After the program ended, Konto No. 55 also appeared as regular panelists on the subsequent program, "Pittashi Kan-Kan."

== Cast ==

- Kinichi Hagimoto (Konto No. 55)
- Jiro Sakagami (Konto No. 55)
- Dankichi Kuruma (Conte 0-banchi)
- Gan-ta Iwata (Conte 0-banchi)
- Shoji Abe
- Tomi Joji and the Royals

== Broadcasting stations ==

- TBS (producing station): Tuesdays 19:30 - 20:00
- Hokkaido Broadcasting: Tuesdays 19:30 - 20:00 (simultaneous broadcast from April 1975)
- Aomori Television: Tuesdays 19:30 - 20:00
- IBC Iwate Broadcasting: Tuesdays 19:30 - 20:00
- Akita Broadcasting: Tuesdays 19:30 - 20:00 → Tuesdays 19:00 - 19:30
- Yamagata Broadcasting: Tuesdays 19:30 - 20:00 (until December 1969) → Tuesdays 19:00 - 19:30 (from January 1970) → Mondays 19:00 - 19:30 (at the time of its end in September 1975)
- Tohoku Broadcasting: Tuesdays 19:30 - 20:00
- Fukushima Television: Tuesdays 19:30 - 20:00
- Niigata Broadcasting: Tuesdays 19:30 - 20:00
- Shin-etsu Broadcasting: Tuesdays 19:30 - 20:00
- Television Yamanashi: Tuesdays 19:30 - 20:00
- Shizuoka Broadcasting System: Tuesdays 19:30 - 20:00
- Fukui Broadcasting System: Mondays 18:00 - 18:30
- Chubu-Nippon Broadcasting: Mondays 18:00 - 18:30
- Asahi Broadcasting Corporation: Saturdays 18:00 - 18:30 (until March 1975)
- Mainichi Broadcasting System: Tuesdays 19:30 - 20:00 (from April 1975)
- San-in Broadcasting System: Tuesdays 19:30 - 20:00
- RSK Television (Sanyo Broadcasting): Tuesdays 19:30 - 20:00
- Chugoku Broadcasting: Tuesdays 19:30 - 20:00
- Shikoku Broadcasting: Saturdays 19:00 - 19:30
- Nankai Broadcasting: Tuesdays 19:30 - 20:00 (until mid-1974)
- Television Kochi: Tuesdays 19:30 - 20:00 (no broadcast as of 1974)
- RKB Mainichi Broadcasting: Sundays 18:00 - 18:30
- Nagasaki Broadcasting: Wednesdays 18:00 - 18:30
- Kumamoto Broadcasting: Tuesdays 19:30 - 20:00 (until mid-1974)
- Oita Broadcasting: Tuesdays 19:30 - 20:00
- Miyazaki Broadcasting: Tuesdays 19:30 - 20:00 (until mid-1974)
- Minami-Nippon Broadcasting: Tuesdays 19:30 - 20:00 (until mid-1974)
- Ryukyu Broadcasting: Tuesdays 19:30 - 20:00 (until mid-1974)

== Remarks ==
According to Hagimoto, the filming in Okinawa in 1975 (produced by Ryukyu Broadcasting) was hampered by bad weather.
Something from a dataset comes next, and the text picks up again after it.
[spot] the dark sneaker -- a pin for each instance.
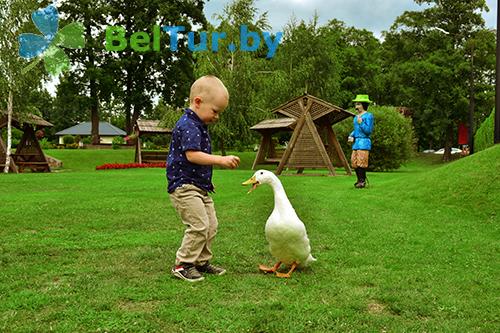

He had always been fortunate with the weather during filming, but this time it was unfavorable. He took this as a sign that the program should end and immediately requested to leave the show.

Although TBS and the sponsors tried to persuade him to stay, Hagimoto had sensed the program's impending end, and his decision was irreversible. Ultimately, the program ended. The program that replaced it was Pittashi Kan-Kan.